To the left we went, along the river. At all angles we were surrounded by towering rocks in the process of being conquered by climbers. Further into the valley, away from the boulders, another hiker pointed out a nearby bald eagle. With every step it felt like the geography and geology around us was changing. To say my head was on a swivel would be an understatement! We followed the river around the back of the rock, the air getting hotter by the minute.
Sadly, the gawking had to stop, as my eyes had to be trained on my feet for The Climb. Yes, capital letters, The Climb. For the 1000+ feet elevation gain this hike provides is not gradual, it is done in one fell swoop, right here. There was a sense of solidarity amongst the hikers navigating their way down as they heard me doing my best Big Bad Wolf impression going up, which I greatly appreciated. While there weren’t benches for resting, I made use of the many switchbacks to catch my breath (being used to sea level, even a mild 3,000 feet up felt massive, especially in the heat) and also take in the views, including the famous Monkey Face. I also appreciated the shade we were in and the cold water in my pack (having put our bladders in the fridge the night before).
The climbing feels like it will never end, until suddenly, it does. The sun enveloped us as we explored the surprisingly flat, large area at the top. There was a bench or two, but the best views had just rocks to choose from for a seat. As stunning as the top was, I preferred the whole journey over just the peak views–which is not something I experience often in Western Washington!

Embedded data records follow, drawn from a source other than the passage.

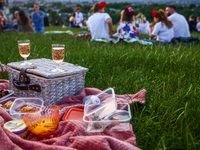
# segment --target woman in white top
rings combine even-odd
[[[162,9],[153,10],[152,16],[156,25],[154,26],[153,23],[149,25],[150,38],[164,43],[171,42],[174,37],[172,22],[167,19],[165,12]]]
[[[91,32],[92,39],[112,38],[112,19],[105,13],[106,2],[94,4],[91,9],[93,14],[88,18],[87,26]]]
[[[149,22],[146,20],[144,14],[139,13],[137,16],[137,22],[139,24],[139,33],[149,34]]]

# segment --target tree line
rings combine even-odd
[[[81,8],[82,13],[90,12],[90,9],[92,7],[80,4],[77,4],[76,6]],[[33,3],[26,4],[24,5],[24,7],[33,8]],[[108,5],[105,7],[105,11],[111,16],[113,23],[116,24],[120,20],[121,10],[123,10],[126,7],[132,7],[135,11],[135,15],[141,12],[146,16],[147,20],[152,20],[153,18],[151,16],[151,12],[153,10],[159,10],[159,9],[165,10],[166,5],[157,3],[151,5],[133,5],[131,3],[108,3]],[[40,10],[43,10],[44,12],[50,14],[51,18],[50,22],[52,24],[54,23],[54,20],[59,19],[59,15],[57,15],[52,8],[59,9],[59,13],[72,13],[74,11],[72,7],[63,5],[62,3],[54,3],[51,6],[40,6]],[[15,10],[19,10],[19,7],[15,6],[11,8],[11,13],[14,13]],[[196,4],[190,4],[187,6],[177,5],[177,12],[184,15],[188,20],[191,14],[194,14],[196,17],[200,16],[200,5],[199,6]],[[67,19],[63,23],[66,22],[68,22]]]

After resting and a snack, it was time for the steep descent down. Suddenly I was the one encouraging hikers, promising it was worth it to continue further. The sun here was direct, which was a great reminder to the both of us to reapply sunscreen. I could feel the sweat soaked into my pack straps, and knew despite going down that our work was hardly over–we still had that steep uphill to return to the car.
At this point, I’m sure I was going about a mile an hour as I slowly trudged up the final hill. What genius put the trailhead for a steep ridge hike on a ridge? I pondered. Despite it being a weekend, I was shocked at how many people were starting as we finished–it must have already been in the low 90s! I also tried to ignore all of the children who accomplished the ridge hike with far less sweat and gasping for air than I did, consoling myself it *had* to have been the altitude (uh-huh). I saw people of all ages and abilities (and preparations…) hiking along the trails, so don’t let me scare you off of Smith Rock–Skill level and training will play a great factor into how well you can handle Misery Ridge, and there’s other trails with plenty of stunning views, minus the elevation price tag.
Distance (Can vary, depending on route–we did River trail to Mesa Verde trail to Misery Ridge): 3.8 miles
Elevation: 1040 feet (I see multiple sources that say 700–I wonder if that is just measuring from trailhead to top, instead of low point to high point?)
Parking: $5 day use fee (can purchase from kiosk with cash or card)
Bathrooms: Flush toilets at trailhead (and cold water!)